= Janet Sinsheimer =

American statistician (1957–2023)

Janet Suzanne Sinsheimer (August 28, 1957 – March 14, 2023) was an American expert in statistical genetics who worked as a professor of human genetics, biomathematics and biostatistics in the Fielding School of Public Health at the University of California, Los Angeles. Topics in her research included genome-wide association studies, epigenetics, and Bayesian methods for phylogenetics.

==Early life==
Janet Sinsheimer was born in Montclair, New Jersey in 1957 , the second of three children.

==Education==
Sinsheimer graduated from Brown University in 1979, majoring in chemistry.
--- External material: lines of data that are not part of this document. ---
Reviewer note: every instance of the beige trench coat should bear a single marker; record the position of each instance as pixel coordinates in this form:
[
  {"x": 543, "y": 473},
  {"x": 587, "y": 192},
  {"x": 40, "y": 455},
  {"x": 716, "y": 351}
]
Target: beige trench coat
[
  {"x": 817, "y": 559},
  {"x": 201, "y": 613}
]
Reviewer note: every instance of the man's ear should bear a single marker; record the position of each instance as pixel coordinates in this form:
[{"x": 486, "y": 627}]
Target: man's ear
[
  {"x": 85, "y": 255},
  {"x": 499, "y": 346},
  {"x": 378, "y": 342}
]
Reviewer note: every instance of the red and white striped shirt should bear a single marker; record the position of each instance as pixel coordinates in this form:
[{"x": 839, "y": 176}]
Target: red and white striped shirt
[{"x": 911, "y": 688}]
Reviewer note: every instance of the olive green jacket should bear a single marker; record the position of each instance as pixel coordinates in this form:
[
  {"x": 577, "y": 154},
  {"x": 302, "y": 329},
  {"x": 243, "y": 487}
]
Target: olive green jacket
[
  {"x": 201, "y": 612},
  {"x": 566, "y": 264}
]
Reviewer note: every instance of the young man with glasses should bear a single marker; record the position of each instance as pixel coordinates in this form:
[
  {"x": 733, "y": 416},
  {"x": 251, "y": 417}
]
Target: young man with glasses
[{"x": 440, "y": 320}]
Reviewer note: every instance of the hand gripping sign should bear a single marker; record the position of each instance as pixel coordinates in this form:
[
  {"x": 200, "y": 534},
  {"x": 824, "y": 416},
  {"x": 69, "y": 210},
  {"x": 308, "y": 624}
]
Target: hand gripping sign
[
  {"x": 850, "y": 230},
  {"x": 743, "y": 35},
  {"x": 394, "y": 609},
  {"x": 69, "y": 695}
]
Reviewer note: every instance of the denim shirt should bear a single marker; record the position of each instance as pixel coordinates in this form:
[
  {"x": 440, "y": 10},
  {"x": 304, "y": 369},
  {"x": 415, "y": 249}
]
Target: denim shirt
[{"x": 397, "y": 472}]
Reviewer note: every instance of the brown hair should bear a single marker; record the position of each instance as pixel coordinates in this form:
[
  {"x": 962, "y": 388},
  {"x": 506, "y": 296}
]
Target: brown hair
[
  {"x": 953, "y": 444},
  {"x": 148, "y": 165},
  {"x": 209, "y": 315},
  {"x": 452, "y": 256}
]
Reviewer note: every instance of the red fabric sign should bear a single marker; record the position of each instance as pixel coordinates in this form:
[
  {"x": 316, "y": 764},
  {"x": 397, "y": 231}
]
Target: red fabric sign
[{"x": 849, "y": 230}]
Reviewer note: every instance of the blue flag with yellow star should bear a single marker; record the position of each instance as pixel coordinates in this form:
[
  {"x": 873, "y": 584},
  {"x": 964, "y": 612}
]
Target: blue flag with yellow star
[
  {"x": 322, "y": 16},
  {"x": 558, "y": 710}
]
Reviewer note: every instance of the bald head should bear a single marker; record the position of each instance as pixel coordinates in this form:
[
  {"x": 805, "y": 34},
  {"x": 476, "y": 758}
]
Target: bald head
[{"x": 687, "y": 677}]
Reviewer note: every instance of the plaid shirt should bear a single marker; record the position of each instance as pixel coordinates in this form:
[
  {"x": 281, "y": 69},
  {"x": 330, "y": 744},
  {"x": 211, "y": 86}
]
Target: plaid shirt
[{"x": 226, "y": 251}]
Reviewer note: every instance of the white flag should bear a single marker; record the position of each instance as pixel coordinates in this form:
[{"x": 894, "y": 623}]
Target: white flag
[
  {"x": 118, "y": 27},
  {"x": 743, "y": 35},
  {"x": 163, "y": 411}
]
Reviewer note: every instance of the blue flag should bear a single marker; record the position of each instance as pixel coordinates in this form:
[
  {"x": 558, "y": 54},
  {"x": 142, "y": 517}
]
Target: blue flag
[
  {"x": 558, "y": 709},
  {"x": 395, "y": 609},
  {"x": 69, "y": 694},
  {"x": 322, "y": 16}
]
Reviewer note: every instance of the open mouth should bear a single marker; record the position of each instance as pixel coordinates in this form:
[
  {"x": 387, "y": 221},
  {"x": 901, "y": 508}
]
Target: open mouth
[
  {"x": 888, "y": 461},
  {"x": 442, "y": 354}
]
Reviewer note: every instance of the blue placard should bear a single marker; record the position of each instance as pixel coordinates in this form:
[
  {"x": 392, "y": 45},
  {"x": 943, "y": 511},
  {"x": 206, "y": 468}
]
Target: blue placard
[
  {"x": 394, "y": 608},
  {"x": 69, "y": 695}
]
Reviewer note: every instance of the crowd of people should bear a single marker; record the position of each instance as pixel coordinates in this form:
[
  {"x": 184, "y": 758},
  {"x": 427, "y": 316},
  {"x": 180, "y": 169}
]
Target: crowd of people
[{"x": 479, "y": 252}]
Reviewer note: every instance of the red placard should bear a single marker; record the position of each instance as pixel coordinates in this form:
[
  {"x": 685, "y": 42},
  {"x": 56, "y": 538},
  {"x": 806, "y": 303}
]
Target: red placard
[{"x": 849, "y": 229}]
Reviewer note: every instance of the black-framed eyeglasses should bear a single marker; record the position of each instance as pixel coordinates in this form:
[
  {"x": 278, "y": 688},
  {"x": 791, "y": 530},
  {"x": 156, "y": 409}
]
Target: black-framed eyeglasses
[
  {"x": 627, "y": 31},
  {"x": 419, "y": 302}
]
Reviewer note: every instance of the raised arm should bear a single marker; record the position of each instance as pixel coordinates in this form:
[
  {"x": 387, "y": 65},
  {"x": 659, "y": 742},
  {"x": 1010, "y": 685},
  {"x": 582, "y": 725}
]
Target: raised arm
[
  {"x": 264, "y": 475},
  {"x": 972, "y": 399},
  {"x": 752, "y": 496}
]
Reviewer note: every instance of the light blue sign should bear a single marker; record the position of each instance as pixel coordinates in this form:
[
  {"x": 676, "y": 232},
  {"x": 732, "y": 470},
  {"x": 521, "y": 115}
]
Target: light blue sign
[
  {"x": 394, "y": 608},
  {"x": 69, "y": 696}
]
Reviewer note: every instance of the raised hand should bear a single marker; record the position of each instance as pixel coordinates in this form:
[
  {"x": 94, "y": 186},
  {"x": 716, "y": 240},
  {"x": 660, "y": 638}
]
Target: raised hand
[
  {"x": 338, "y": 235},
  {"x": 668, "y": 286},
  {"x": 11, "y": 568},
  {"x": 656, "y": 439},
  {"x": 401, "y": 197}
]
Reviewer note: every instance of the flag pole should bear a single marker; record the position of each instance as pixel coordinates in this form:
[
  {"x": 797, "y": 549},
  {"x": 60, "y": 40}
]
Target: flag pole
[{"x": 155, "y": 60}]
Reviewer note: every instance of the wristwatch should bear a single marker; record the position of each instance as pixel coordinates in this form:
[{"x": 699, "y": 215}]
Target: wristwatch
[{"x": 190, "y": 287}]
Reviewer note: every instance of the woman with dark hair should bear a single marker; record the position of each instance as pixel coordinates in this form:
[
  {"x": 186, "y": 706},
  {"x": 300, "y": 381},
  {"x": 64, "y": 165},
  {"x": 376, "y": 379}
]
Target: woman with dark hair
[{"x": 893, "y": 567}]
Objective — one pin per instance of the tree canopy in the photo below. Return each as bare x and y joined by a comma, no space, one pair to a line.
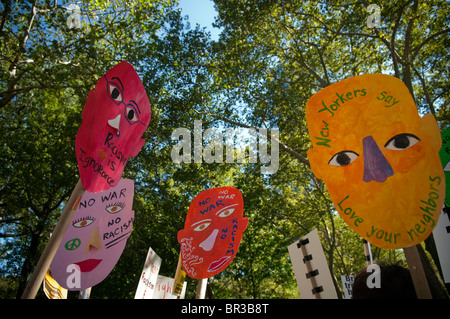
270,58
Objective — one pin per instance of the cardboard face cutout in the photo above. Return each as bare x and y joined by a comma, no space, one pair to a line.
95,238
212,232
378,158
115,116
444,154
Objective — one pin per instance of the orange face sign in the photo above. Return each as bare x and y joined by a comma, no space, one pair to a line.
212,232
378,158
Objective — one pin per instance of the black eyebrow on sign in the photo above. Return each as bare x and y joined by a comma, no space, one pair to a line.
136,106
119,81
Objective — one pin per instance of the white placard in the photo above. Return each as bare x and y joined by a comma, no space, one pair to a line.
164,289
147,283
347,283
318,263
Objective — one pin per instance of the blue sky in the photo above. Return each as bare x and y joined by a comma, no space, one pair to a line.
200,12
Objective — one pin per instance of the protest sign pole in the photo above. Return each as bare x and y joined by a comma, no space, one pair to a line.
367,252
201,288
53,243
85,293
417,272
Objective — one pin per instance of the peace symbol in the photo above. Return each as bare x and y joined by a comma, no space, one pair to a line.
73,244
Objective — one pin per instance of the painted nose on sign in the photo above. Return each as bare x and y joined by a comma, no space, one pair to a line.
208,243
94,241
376,166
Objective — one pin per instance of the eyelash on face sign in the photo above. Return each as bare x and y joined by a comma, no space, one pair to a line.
224,212
399,142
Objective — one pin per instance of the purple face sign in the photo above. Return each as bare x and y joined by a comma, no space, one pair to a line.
95,238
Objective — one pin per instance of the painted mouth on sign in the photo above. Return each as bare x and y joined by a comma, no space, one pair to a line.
88,264
218,263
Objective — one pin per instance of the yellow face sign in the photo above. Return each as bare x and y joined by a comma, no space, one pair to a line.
378,158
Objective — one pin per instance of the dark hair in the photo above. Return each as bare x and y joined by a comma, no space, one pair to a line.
395,283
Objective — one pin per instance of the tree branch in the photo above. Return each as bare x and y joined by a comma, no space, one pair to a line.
283,146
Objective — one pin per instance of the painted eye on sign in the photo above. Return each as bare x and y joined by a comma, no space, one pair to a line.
378,158
116,114
94,244
212,232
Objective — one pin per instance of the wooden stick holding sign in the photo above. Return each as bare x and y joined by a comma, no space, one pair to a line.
311,273
201,288
367,252
417,273
53,243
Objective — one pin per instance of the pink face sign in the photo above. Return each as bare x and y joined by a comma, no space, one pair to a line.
95,238
212,232
115,116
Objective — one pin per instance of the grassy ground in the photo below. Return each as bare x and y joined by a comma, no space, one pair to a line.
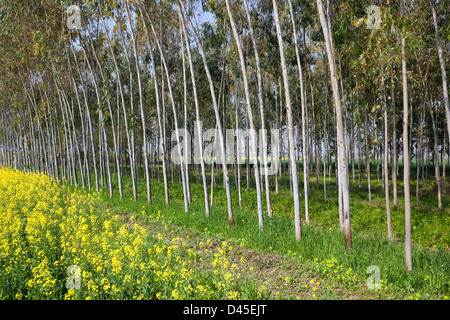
321,252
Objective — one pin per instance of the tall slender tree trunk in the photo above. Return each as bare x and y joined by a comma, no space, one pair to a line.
197,115
304,103
406,163
289,123
442,65
343,174
216,112
261,110
250,118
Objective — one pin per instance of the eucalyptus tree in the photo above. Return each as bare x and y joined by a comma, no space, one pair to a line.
406,163
290,124
303,102
197,110
261,109
141,102
175,117
343,170
250,117
122,103
216,113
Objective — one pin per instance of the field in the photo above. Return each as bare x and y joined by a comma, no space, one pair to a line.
63,242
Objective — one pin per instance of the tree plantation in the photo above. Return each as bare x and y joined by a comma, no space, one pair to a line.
224,149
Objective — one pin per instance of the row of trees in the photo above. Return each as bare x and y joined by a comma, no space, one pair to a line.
92,104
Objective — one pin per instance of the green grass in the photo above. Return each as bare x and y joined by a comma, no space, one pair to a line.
322,241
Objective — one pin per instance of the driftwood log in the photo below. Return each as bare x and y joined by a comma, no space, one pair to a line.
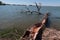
35,31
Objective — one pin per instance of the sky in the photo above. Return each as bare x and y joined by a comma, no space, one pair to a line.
27,2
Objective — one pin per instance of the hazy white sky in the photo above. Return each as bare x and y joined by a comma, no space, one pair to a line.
44,2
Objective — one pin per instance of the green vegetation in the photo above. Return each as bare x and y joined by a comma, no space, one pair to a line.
11,33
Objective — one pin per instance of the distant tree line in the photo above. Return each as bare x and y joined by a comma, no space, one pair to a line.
1,3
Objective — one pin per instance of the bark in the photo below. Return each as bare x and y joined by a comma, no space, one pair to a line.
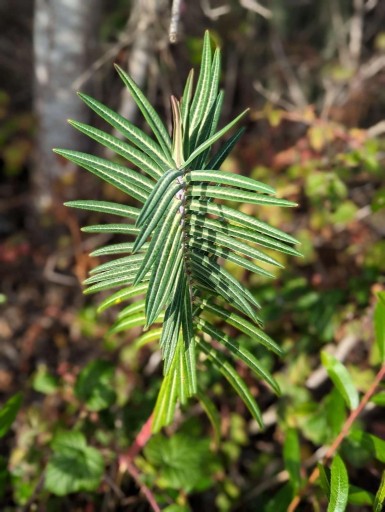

She earned a master's degree in biochemistry in 1985 from Brandeis University, a second master's degree in biomathematics in 1988 from the University of California, Los Angeles (UCLA), and a Ph.D. in biomathematics in 1994 from UCLA. Her dissertation, Extensions to Evolutionary Parsimony, concerned phylogeny (the inference of evolutionary trees), and was jointly supervised by evolutionary biologist James A. Lake and biostatistician Roderick J. A. Little.

==Recognition==
Sinsheimer became a Fellow of the American Statistical Association in 2013. The Linnean Society of London elected her as a fellow in 2014. In 2017 the Boston University Department of Biostatistics gave her the L. Adrienne Cupples Award for Excellence in Teaching, Research, and Service in Biostatistics.